I almost always end up usign MIT or BSD (they're equivalent), since it
Is the most liberal license out there. It just says you're not responsible for any kind of trouble, and optionally forces people to include a copyright notice of your original work in derivatives.
It allows closed source derivatives, which is something I see as a good thing: companies sometimes don't have the possibility to do their work under the GPL (they may themselves use products or components from a third party with restricted licenses).
That, and the GNU/GPL bunch are generally extremists when you encounter them in the wild.
This can create endless discussion, but there is one tenet I would hold to whenever deciding what license to use: DON'T CREATE A NEW ONE!!
No matter how persuasive your legal guy's arguments that, because no current license exactly meets your project's unique needs, you should write your own, or even just "slightly modify" an existing one, treat him like a programmer coming to you arguing that he just HAS to use a GOTO statement because nothing else in the language will work.
Other advice:
Choose one which has major usage (see http://freshmeat.net/stats/#license)
See David A. Wheeler's discussion of why to choose a license compatible with the GPL - http://www.dwheeler.com/essays/gpl-compatible.html.
If you are looking for information regarding free and open source licenses a useful comparison chart: http://en.wikipedia.org/wiki/Comparison_of_free_software_licences
You could always just use the best one of all, the WTFPL. I use this on most of my school projects since they aren't that great anyways.

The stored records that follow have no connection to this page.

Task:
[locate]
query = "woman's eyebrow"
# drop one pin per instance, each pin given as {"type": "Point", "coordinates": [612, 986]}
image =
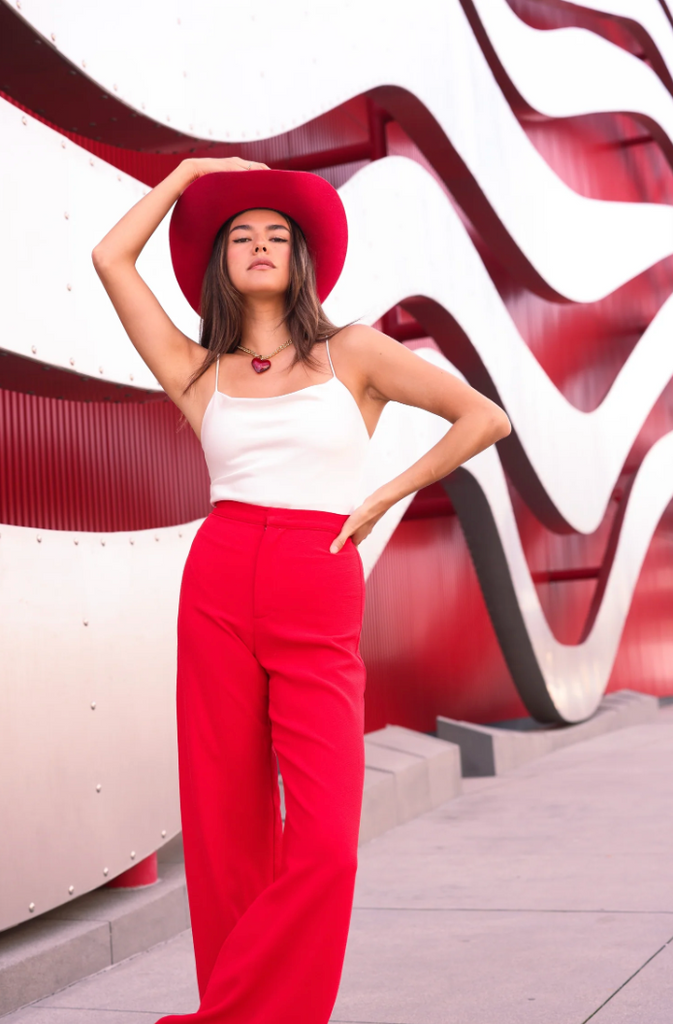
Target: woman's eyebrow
{"type": "Point", "coordinates": [269, 227]}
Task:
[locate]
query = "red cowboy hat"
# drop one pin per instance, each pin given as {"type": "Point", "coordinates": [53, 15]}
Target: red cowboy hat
{"type": "Point", "coordinates": [212, 199]}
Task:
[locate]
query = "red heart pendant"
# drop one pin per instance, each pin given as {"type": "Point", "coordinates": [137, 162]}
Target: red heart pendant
{"type": "Point", "coordinates": [260, 365]}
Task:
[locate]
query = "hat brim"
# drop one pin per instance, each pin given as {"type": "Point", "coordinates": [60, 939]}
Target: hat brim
{"type": "Point", "coordinates": [212, 199]}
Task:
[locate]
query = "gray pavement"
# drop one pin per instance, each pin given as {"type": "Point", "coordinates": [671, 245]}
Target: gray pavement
{"type": "Point", "coordinates": [544, 896]}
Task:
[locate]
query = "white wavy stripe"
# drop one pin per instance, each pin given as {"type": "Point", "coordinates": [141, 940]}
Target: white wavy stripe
{"type": "Point", "coordinates": [603, 76]}
{"type": "Point", "coordinates": [576, 676]}
{"type": "Point", "coordinates": [647, 13]}
{"type": "Point", "coordinates": [583, 248]}
{"type": "Point", "coordinates": [577, 456]}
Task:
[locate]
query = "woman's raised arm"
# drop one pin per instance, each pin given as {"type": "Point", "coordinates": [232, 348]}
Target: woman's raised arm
{"type": "Point", "coordinates": [171, 356]}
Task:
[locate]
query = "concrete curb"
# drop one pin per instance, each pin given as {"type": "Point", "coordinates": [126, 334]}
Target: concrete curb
{"type": "Point", "coordinates": [495, 750]}
{"type": "Point", "coordinates": [407, 773]}
{"type": "Point", "coordinates": [38, 957]}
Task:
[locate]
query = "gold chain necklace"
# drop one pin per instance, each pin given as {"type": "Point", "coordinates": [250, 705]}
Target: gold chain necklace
{"type": "Point", "coordinates": [261, 363]}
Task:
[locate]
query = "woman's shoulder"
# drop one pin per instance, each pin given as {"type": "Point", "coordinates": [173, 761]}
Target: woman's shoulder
{"type": "Point", "coordinates": [359, 342]}
{"type": "Point", "coordinates": [358, 350]}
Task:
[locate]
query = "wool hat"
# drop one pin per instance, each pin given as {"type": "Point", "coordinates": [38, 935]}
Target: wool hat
{"type": "Point", "coordinates": [212, 199]}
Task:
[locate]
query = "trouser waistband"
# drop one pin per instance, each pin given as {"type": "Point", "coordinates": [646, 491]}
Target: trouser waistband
{"type": "Point", "coordinates": [288, 518]}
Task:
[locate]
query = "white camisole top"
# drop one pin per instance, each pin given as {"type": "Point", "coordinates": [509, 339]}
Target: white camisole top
{"type": "Point", "coordinates": [305, 450]}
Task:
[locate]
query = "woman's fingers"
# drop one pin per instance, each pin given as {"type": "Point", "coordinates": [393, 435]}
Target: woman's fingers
{"type": "Point", "coordinates": [339, 541]}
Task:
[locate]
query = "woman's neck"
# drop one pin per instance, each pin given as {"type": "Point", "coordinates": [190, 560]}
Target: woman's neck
{"type": "Point", "coordinates": [263, 329]}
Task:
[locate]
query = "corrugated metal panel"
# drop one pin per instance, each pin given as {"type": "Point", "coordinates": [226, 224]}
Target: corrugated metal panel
{"type": "Point", "coordinates": [97, 466]}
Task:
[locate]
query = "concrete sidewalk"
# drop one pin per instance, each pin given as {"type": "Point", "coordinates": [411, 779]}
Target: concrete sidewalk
{"type": "Point", "coordinates": [544, 896]}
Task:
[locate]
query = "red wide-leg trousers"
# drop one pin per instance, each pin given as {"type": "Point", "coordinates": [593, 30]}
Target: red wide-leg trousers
{"type": "Point", "coordinates": [268, 667]}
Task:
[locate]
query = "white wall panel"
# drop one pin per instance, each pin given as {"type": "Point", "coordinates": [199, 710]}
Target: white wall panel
{"type": "Point", "coordinates": [56, 203]}
{"type": "Point", "coordinates": [87, 619]}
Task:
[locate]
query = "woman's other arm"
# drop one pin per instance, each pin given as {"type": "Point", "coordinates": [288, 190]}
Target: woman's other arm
{"type": "Point", "coordinates": [392, 373]}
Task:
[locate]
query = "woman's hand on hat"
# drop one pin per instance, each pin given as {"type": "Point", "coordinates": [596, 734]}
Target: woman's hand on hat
{"type": "Point", "coordinates": [207, 165]}
{"type": "Point", "coordinates": [361, 522]}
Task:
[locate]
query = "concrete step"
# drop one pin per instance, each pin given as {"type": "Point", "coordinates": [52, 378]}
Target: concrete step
{"type": "Point", "coordinates": [407, 773]}
{"type": "Point", "coordinates": [496, 750]}
{"type": "Point", "coordinates": [103, 927]}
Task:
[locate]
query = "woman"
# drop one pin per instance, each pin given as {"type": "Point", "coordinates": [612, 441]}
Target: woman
{"type": "Point", "coordinates": [271, 597]}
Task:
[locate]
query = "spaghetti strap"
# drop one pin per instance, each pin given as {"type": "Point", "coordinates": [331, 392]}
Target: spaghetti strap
{"type": "Point", "coordinates": [327, 343]}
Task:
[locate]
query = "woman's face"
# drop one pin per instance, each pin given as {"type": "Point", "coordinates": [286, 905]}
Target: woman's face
{"type": "Point", "coordinates": [258, 252]}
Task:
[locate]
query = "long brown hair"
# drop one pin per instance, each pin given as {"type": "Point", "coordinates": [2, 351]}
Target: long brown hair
{"type": "Point", "coordinates": [222, 309]}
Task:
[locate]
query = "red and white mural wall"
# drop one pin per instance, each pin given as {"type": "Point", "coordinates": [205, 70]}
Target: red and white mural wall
{"type": "Point", "coordinates": [507, 172]}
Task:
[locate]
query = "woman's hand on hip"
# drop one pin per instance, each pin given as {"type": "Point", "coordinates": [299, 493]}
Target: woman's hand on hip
{"type": "Point", "coordinates": [360, 523]}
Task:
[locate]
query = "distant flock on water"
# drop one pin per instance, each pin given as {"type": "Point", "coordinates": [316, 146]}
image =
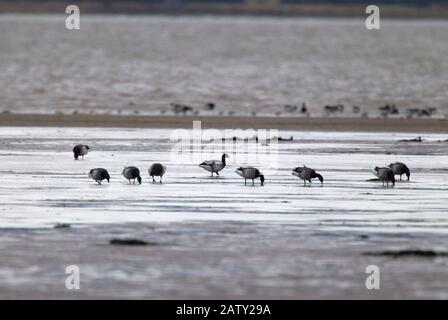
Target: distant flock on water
{"type": "Point", "coordinates": [384, 174]}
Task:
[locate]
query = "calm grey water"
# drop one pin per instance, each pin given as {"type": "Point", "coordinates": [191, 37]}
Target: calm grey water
{"type": "Point", "coordinates": [244, 64]}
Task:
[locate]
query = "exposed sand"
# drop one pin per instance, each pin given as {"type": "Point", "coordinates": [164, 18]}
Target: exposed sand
{"type": "Point", "coordinates": [293, 123]}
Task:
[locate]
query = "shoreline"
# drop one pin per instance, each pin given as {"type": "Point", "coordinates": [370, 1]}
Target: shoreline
{"type": "Point", "coordinates": [230, 122]}
{"type": "Point", "coordinates": [434, 11]}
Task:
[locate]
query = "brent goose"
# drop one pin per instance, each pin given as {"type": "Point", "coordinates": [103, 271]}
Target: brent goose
{"type": "Point", "coordinates": [250, 173]}
{"type": "Point", "coordinates": [385, 175]}
{"type": "Point", "coordinates": [99, 174]}
{"type": "Point", "coordinates": [306, 174]}
{"type": "Point", "coordinates": [214, 166]}
{"type": "Point", "coordinates": [132, 173]}
{"type": "Point", "coordinates": [400, 169]}
{"type": "Point", "coordinates": [80, 150]}
{"type": "Point", "coordinates": [158, 170]}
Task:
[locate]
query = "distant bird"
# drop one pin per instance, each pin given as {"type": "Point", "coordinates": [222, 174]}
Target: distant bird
{"type": "Point", "coordinates": [306, 174]}
{"type": "Point", "coordinates": [304, 108]}
{"type": "Point", "coordinates": [210, 106]}
{"type": "Point", "coordinates": [250, 173]}
{"type": "Point", "coordinates": [385, 175]}
{"type": "Point", "coordinates": [157, 170]}
{"type": "Point", "coordinates": [132, 173]}
{"type": "Point", "coordinates": [334, 108]}
{"type": "Point", "coordinates": [80, 150]}
{"type": "Point", "coordinates": [99, 174]}
{"type": "Point", "coordinates": [290, 108]}
{"type": "Point", "coordinates": [400, 169]}
{"type": "Point", "coordinates": [214, 166]}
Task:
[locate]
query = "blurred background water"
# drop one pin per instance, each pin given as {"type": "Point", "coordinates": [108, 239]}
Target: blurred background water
{"type": "Point", "coordinates": [141, 64]}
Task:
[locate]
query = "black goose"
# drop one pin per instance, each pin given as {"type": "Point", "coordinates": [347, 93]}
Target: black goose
{"type": "Point", "coordinates": [80, 150]}
{"type": "Point", "coordinates": [306, 174]}
{"type": "Point", "coordinates": [214, 166]}
{"type": "Point", "coordinates": [132, 173]}
{"type": "Point", "coordinates": [250, 173]}
{"type": "Point", "coordinates": [385, 175]}
{"type": "Point", "coordinates": [157, 170]}
{"type": "Point", "coordinates": [99, 174]}
{"type": "Point", "coordinates": [400, 169]}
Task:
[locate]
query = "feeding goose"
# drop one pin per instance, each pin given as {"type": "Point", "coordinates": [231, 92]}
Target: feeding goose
{"type": "Point", "coordinates": [99, 174]}
{"type": "Point", "coordinates": [80, 150]}
{"type": "Point", "coordinates": [401, 169]}
{"type": "Point", "coordinates": [250, 173]}
{"type": "Point", "coordinates": [158, 170]}
{"type": "Point", "coordinates": [306, 174]}
{"type": "Point", "coordinates": [385, 175]}
{"type": "Point", "coordinates": [214, 166]}
{"type": "Point", "coordinates": [132, 173]}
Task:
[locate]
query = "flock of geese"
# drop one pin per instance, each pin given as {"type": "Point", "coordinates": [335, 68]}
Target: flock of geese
{"type": "Point", "coordinates": [384, 174]}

Wikipedia, of course, has basically all the information you would ever need to know. But the hard part is to know where to start. I'd recommend starting off by reading about the Apache License and the GNU GPL, which are two popular sides to the same story, each offering different freedoms to the people associated with the code.
But here it is in a nutshell: Apache License lets anyone do anything with your code, including taking it and using it in a closed source product. It gives whoever is taking the code the freedom to do what they want with it.
The GNU GPL, on the other hand, allows your code only to be used in a project that is also distributed under the GPL. In this case you might write some code and prevent a proprietary company from using your work. Here, you're giving freedom to the code itself that it will always be used for "free" purposes.
I'm slightly surprised to see no mention of the Open Source Initiative as a source of information about which open source licences exist. It probably doesn't do the comparisons, so the other sites are also worth checking.
More pragmatic reasons can also influence your choice of license - if you want to use a GPL library, you must use GPL yourself, or if you intend your software to be part of a larger project then you need to look at their requirements.
I've recently begun investigating the type of licensing to apply to a rather substantial piece of work. The number of choices and the content, restrictions (or not) and limitations of all the open-source licenses is bewildering. I've found a couple good links in the answers posted, but I didn't see anything pointing to the Open Source Initiative's alphabetical list of licenses, so I've included it here.
We had a similar dilemma. At our company we decided invest lots of time on a framework, with the eventual hope of releasing it to the open source community. The business is built using open source tools (apache, php, etc.), it was time to give back. We decided on an LGPL/MPL dual license. That way, we could incorporate fixes/improvements from the community, while still protecting applications (particularly ours) running on top of it from being forced to go open source as well.